Why AI Security Requires a New Approach
Traditional cybersecurity focuses on network perimeters, access control, and deterministic software. AI agents break these assumptions fundamentally. Language models conflate data and instructions—an agent reading an external document can be manipulated by hidden instructions embedded within it. This creates attack surfaces that firewalls, WAFs, and conventional pen-testing simply cannot address.

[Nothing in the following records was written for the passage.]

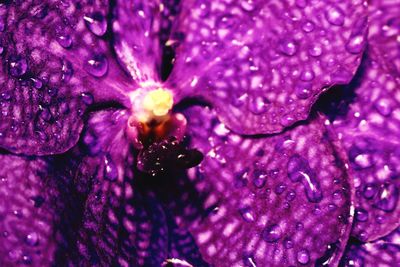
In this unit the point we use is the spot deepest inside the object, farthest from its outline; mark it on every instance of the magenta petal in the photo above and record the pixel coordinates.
(27, 214)
(121, 226)
(136, 32)
(271, 201)
(54, 65)
(382, 252)
(262, 64)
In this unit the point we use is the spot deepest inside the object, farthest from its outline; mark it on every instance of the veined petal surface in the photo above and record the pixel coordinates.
(281, 200)
(262, 64)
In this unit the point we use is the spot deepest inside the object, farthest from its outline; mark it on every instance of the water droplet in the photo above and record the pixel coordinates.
(303, 90)
(315, 50)
(110, 169)
(259, 178)
(258, 105)
(18, 66)
(308, 26)
(280, 188)
(32, 239)
(67, 71)
(335, 16)
(361, 215)
(97, 65)
(87, 98)
(45, 114)
(247, 214)
(288, 47)
(291, 195)
(64, 40)
(288, 243)
(303, 257)
(356, 44)
(272, 233)
(363, 161)
(299, 171)
(384, 106)
(307, 75)
(370, 191)
(388, 197)
(37, 83)
(96, 23)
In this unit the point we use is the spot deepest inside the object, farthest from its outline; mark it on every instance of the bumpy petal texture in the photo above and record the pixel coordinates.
(55, 62)
(136, 29)
(27, 213)
(280, 200)
(262, 64)
(384, 252)
(367, 119)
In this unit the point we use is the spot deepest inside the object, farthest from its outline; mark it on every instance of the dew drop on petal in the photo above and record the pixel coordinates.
(303, 257)
(96, 23)
(97, 65)
(110, 169)
(18, 66)
(272, 233)
(335, 16)
(64, 40)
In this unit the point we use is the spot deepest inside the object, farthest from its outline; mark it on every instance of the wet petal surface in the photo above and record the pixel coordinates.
(55, 63)
(27, 213)
(263, 64)
(367, 118)
(268, 201)
(136, 30)
(382, 252)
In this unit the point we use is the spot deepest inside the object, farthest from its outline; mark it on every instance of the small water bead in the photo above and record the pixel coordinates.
(64, 40)
(18, 66)
(280, 188)
(66, 70)
(288, 47)
(356, 43)
(97, 65)
(291, 195)
(259, 178)
(384, 106)
(87, 98)
(335, 16)
(315, 50)
(370, 191)
(258, 105)
(308, 26)
(110, 169)
(247, 214)
(288, 243)
(361, 215)
(303, 90)
(363, 161)
(303, 257)
(32, 239)
(96, 23)
(272, 233)
(388, 197)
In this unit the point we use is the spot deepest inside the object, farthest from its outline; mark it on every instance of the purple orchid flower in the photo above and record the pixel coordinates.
(199, 133)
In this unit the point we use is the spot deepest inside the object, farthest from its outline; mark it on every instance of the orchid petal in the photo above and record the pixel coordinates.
(262, 64)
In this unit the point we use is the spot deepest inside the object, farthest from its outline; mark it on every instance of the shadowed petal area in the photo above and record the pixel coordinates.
(281, 200)
(55, 62)
(367, 119)
(382, 252)
(120, 226)
(262, 64)
(27, 216)
(136, 32)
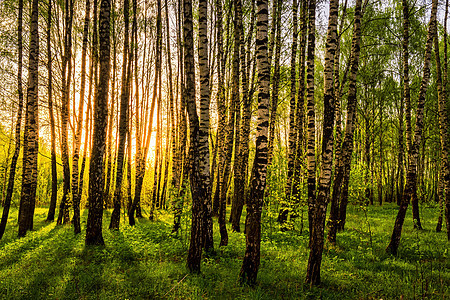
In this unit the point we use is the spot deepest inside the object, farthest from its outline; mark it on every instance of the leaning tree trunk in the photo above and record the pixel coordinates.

The stakes are highest in environments where AI agents have access to proprietary code, trading algorithms, customer data, or production infrastructure. A single prompt injection exploit can turn a helpful coding assistant into a data exfiltration vector.
The Four Layers of AI Defense
We structure every engagement around four complementary security layers:
Identity & Access
Eliminate long-lived API keys in favour of short-lived, scoped credentials. We implement AWS IAM Identity Center (SSO) with OIDC federation, ensuring every agent session is tied to a specific human identity with auditable, time-limited permissions.
Network Isolation
Move AI workloads off public APIs and into your VPC. Using AWS PrivateLink and strict egress filtering, we ensure that model inference traffic never traverses the public internet—and that compromised agents cannot “phone home” to external servers.
Execution Governance
Deploy a centralised gateway (AgentCore or MCP Proxy) that intercepts every tool call an agent makes. This enables payload inspection, sensitive variable redaction, deterministic pattern matching, and on-behalf-of identity propagation—ensuring agents can only do what the initiating developer is authorised to do.
Semantic Defenses
Because agents are non-deterministic, we deploy independent monitoring layers: Bedrock Guardrails to block extraction of proprietary IP, LLM-as-a-Judge evaluators to assess whether agent actions align with security policies, and automated kill switches for anomalous behaviour.
Claude Code Hardening
For organisations using Claude Code as a development tool, we provide specific hardening measures:
- Bedrock Migration: Shift from public Anthropic API to AWS Bedrock, keeping all code and conversation data within your VPC.
- Sandbox Enforcement: Harden the bubblewrap-based sandbox with immutable configuration, restricted file access, and locked-down SessionStart hooks.
- Configuration Management: Deploy centrally managed
.claude/settings.jsonacross all workstations, preventing ad-hoc permission escalation. - Credential Rotation: Automate credential retrieval via
awsAuthRefreshwith temporary session tokens—no static keys.
Agent Runtime Security
For autonomous agents built on frameworks like LangChain, LangGraph, or custom orchestration layers:
- Ephemeral Environments: Run agent containers in airgapped, disposable environments with denied outbound internet access by default.
- Least Privilege: Strip agents of all unnecessary capabilities—an analysis agent should physically lack write or delete credentials.
- Semantic Filtering: Deploy independent filters that scrub sensitive variables from outgoing payloads and block known injection patterns in inbound data.
- Human-in-the-Loop: Implement supervised agency for state-changing actions, requiring explicit human authorisation before an agent can execute trades, push code, or modify infrastructure.